Para vírus que mudam rapidamente, como a gripe e a COVID, isto pode ser desastroso. Simplesmente não há tempo suficiente para realizar ensaios clínicos completos sempre que um vírus sofre mutação.

Existem também efeitos comerciais importantes. O desenvolvimento de vacinas é dispendioso e as empresas podem decidir que os EUA já não valem o risco. Se as empresas abrandarem ou abandonarem o mercado, as famílias poderão enfrentar escassez, menos inovações e menos proteções para os seus filhos.

‘Cheques e saldos’

A ciência depende do debate aberto e público.
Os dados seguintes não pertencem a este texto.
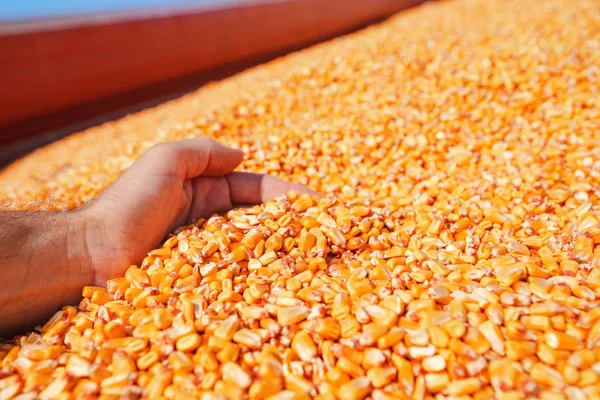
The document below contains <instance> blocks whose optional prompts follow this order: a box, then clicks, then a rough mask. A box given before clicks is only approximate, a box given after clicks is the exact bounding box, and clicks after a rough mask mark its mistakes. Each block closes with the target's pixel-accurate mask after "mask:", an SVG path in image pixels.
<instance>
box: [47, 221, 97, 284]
mask: <svg viewBox="0 0 600 400" xmlns="http://www.w3.org/2000/svg"><path fill="white" fill-rule="evenodd" d="M55 216H56V217H57V218H59V219H60V220H61V221H59V222H58V225H61V224H62V225H63V227H62V231H63V232H64V235H65V241H64V243H63V246H62V248H61V250H60V251H61V252H62V254H63V260H64V263H65V265H66V270H67V272H68V275H69V276H68V278H67V279H66V281H67V282H68V286H70V287H71V288H74V289H75V290H77V293H78V295H80V294H81V289H82V288H83V287H84V286H86V285H92V284H93V281H94V269H93V263H92V256H91V253H90V246H89V241H90V236H92V234H93V230H94V224H92V223H90V221H89V220H88V218H87V213H85V212H84V210H83V209H78V210H74V211H68V212H64V213H57V214H56V215H55Z"/></svg>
O memorando de Prasad alertou seus funcionários contra isso. Além de exigir que os funcionários da FDA que discordam dele renunciem, ele disse que suas disputas deveriam permanecer privadas e chamou os vazamentos de “antiéticos” e “ilegais”.

Desenho animado de Drew Sheneman

Susan Ellenberg, ex-diretora do Escritório de Bioestatística e Epidemiologia da FDA, alertou que Prasad corre o risco de destruir o processo que torna a ciência credível. “Se o desacordo for tratado como deslealdade, perde-se o único mecanismo que mantém a ciência honesta”, disse ela.

Sem um forte debate interno, as avaliações de segurança tornam-se mais fracas. “Você perde os freios e contrapesos que tornam a ciência da segurança das vacinas confiável”, disse Kathryn Edwards, especialista em doenças infecciosas pediátricas do Centro Médico da Universidade Vanderbilt que atuou na Rede de Avaliação de Segurança de Imunização Clínica durante a pandemia de COVID.